Há oscilações constantes no fornecimento de água no Centro de Reintegração Social Luz do Amanhã. Conforme os reeducandos e confirmado pela direção da unidade, há oscilações frequentes no fornecimento de água em virtude da falta de chuva neste período de seca e por problemas estruturais relativos ao sistema de abastecimento.

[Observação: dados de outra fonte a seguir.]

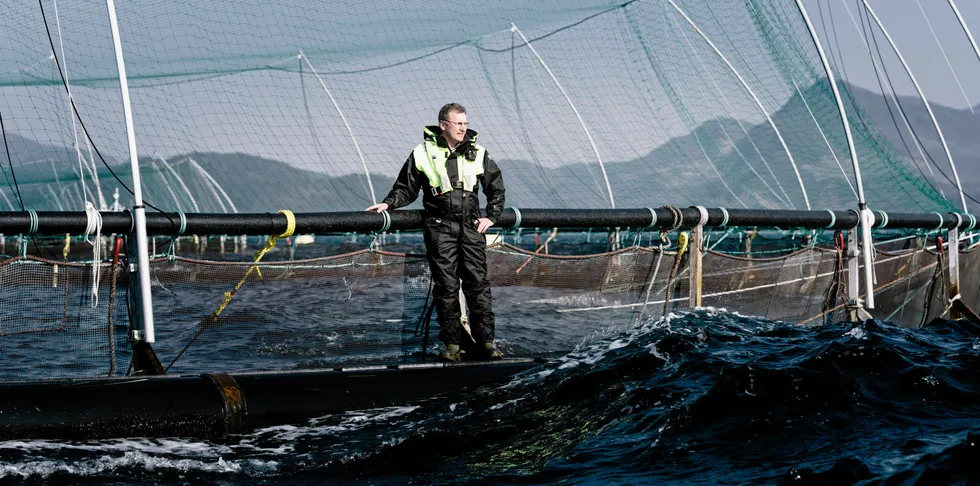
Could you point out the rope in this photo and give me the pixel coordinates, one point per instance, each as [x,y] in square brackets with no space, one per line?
[33,228]
[646,295]
[884,219]
[111,326]
[937,276]
[681,248]
[93,225]
[676,213]
[703,212]
[517,218]
[385,224]
[213,318]
[183,222]
[653,218]
[837,290]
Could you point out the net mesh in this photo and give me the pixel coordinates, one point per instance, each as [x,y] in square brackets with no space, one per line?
[249,106]
[364,306]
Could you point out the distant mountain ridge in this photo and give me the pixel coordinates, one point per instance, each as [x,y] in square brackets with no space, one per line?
[260,184]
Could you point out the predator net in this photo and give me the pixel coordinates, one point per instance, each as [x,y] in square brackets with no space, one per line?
[340,301]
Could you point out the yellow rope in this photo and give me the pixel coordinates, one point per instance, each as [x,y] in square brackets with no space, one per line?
[290,228]
[682,243]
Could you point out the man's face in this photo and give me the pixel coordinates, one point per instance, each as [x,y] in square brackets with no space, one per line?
[454,127]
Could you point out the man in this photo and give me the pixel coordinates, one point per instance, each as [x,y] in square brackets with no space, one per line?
[448,167]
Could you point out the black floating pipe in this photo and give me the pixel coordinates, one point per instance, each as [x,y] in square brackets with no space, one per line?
[170,224]
[219,404]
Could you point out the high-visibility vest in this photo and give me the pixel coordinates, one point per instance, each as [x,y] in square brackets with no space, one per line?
[430,159]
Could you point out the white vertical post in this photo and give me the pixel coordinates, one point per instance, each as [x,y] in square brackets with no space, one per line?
[865,214]
[954,268]
[853,283]
[925,101]
[138,210]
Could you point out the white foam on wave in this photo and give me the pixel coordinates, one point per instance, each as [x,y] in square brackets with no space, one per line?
[287,435]
[134,459]
[148,446]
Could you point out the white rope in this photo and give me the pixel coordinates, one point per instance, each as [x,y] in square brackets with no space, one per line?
[93,225]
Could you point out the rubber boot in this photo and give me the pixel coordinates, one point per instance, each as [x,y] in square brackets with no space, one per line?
[492,351]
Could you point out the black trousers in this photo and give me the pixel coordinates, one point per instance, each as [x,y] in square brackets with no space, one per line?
[457,251]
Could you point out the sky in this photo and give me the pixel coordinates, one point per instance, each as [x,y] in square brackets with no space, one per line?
[908,27]
[601,91]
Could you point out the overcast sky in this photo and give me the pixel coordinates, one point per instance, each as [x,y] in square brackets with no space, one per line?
[908,27]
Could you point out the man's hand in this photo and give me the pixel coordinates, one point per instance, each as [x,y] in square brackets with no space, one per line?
[483,224]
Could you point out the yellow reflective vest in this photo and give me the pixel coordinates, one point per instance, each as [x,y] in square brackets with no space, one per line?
[430,159]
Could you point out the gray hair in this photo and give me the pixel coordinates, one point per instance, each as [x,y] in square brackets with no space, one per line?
[449,108]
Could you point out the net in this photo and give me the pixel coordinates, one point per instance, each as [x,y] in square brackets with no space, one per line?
[365,306]
[247,106]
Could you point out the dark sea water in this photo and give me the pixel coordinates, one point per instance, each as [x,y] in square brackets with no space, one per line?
[703,397]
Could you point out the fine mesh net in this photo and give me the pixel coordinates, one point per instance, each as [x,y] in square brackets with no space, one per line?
[362,305]
[250,106]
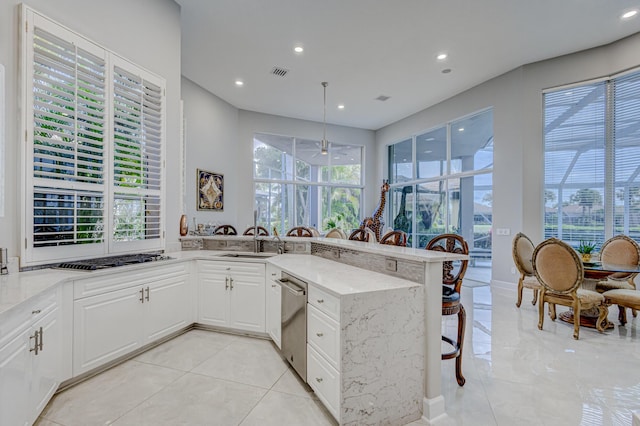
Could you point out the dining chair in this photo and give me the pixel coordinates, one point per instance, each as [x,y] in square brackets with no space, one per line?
[620,250]
[452,275]
[394,238]
[299,231]
[559,269]
[359,234]
[522,252]
[336,233]
[262,231]
[225,230]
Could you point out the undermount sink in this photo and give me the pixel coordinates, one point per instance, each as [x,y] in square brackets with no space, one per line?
[248,255]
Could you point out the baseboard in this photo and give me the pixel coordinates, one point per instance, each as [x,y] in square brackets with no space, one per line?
[504,285]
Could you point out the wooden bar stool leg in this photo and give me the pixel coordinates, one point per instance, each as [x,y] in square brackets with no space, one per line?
[462,319]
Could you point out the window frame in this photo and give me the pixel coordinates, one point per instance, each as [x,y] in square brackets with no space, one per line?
[295,182]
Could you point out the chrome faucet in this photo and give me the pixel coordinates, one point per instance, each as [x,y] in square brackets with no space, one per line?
[256,243]
[276,237]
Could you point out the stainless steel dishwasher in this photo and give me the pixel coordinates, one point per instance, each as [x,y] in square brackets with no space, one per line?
[294,323]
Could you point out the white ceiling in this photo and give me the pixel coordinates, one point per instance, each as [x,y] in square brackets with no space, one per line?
[368,48]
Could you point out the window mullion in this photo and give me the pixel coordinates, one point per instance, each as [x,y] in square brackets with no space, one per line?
[609,176]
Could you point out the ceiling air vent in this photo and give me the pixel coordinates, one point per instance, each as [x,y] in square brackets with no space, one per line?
[280,72]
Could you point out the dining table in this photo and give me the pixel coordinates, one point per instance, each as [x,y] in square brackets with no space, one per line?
[594,272]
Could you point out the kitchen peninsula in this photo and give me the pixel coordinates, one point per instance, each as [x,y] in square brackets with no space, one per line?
[398,310]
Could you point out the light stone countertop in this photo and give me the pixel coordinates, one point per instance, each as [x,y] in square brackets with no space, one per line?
[337,278]
[406,253]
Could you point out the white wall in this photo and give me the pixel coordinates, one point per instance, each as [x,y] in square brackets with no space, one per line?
[106,23]
[516,98]
[211,139]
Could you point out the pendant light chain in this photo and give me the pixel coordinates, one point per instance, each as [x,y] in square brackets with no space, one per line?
[324,144]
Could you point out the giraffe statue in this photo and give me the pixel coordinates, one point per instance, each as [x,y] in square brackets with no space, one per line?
[374,222]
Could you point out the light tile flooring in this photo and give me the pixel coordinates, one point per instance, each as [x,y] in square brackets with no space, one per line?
[516,375]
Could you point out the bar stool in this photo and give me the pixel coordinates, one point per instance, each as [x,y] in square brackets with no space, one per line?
[452,274]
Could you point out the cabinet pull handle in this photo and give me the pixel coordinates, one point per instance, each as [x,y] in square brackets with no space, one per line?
[36,337]
[40,340]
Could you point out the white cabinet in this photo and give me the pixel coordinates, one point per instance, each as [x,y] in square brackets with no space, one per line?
[117,314]
[30,359]
[232,295]
[323,347]
[274,305]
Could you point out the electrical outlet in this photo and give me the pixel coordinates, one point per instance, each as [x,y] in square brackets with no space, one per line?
[391,265]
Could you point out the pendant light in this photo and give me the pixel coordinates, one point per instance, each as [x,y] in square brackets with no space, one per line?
[324,144]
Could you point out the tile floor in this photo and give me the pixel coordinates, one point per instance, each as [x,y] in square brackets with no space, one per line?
[516,375]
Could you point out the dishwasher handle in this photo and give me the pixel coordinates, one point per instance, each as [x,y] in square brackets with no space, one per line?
[291,287]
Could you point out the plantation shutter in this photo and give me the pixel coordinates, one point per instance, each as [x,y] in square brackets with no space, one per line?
[626,164]
[67,139]
[137,155]
[94,155]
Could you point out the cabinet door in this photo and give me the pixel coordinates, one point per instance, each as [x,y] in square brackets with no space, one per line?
[166,305]
[273,314]
[247,297]
[213,297]
[106,327]
[47,364]
[15,374]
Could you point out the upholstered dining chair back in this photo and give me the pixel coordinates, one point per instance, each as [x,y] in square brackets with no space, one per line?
[394,238]
[522,252]
[359,235]
[299,231]
[620,250]
[225,230]
[262,231]
[557,266]
[335,233]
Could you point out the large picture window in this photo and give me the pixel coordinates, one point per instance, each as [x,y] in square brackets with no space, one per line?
[296,185]
[94,127]
[592,160]
[441,181]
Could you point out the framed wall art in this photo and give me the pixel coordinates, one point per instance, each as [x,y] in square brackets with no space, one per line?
[210,188]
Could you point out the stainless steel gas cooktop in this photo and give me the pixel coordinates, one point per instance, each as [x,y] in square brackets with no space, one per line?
[113,261]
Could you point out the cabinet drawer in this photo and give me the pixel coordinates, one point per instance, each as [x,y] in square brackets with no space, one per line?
[238,269]
[14,321]
[119,280]
[273,272]
[324,301]
[324,380]
[323,333]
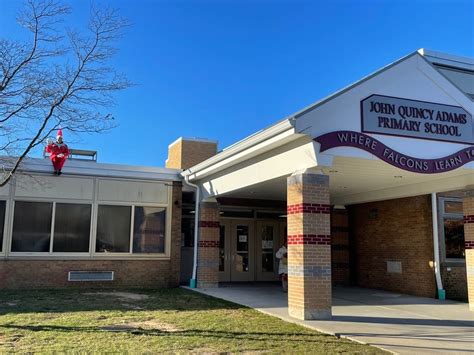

O problema foi identificado em vistoria da DPE-TO – Defensoria Pública do Estado do Tocantins, por intermédio do Nadep – Núcleo Especializado de Assistência e Defesa do Preso, sob a coordenação da defensora pública Napociani Póvoa, e NDDH – Núcleo Especializado de Defesa dos Direitos Humanos, coordenado pela defensora pública Luciana Costa. “Os presos vêm sofrendo os efeitos do calor, somados à privação de água, o que pode ser considerado um cumprimento degradante de pena e violação de direitos humanos, vez que afeta diretamente a integridade física e moral, sendo considerada uma forma de tratamento desumana, degradante e vexatória”, considera Napociani.

Recomendação

Diante disso, foi expedida Recomendação à Secretaria Estadual de Cidadania e Justiça para que sejam tomadas providências urgentes para reestabelecer o fornecimento de água na unidade. A Recomendação é assinada pelas defensoras públicas Napociani Póvoa e Luciana Costa, foi protocola na terça-feira, 5, e estipula o prazo de 10 dias para respostas. Além disso, foi encaminhada cópia à Secretaria de Cidadania e Justiça, Ministério Público do Estado do Tocantins e Juízo da Execução Penal de Palmas, para conhecimento e adoção de providências.

A defensora pública Napociani Póvoa, coordenadora do Nadep, reforça que é assegurado aos presos o respeito à integridade física e moral, porém, a falta de água na unidade fere o direito dos reeducandos e é obrigação do Estado zelar pelas condições mínimas de salubridade. Segundo ela, com a superlotação das celas, a falta de refrigeração e as altas temperaturas no Tocantins, o problema da falta de água se agrava ainda mais, prejudicando à saúde no local.

Vistoria

Na ocasião, as Defensoras Públicas e equipe de Servidores do Nadep e NDDH realizam vistoria na unidade prisional, verificando as condições de infraestrutura e cumprimento de pena, e ainda fizeram entrevistas individuais. O presídio conta atualmente com 333 internos, sendo 315 presos condenados e 18 provisórios.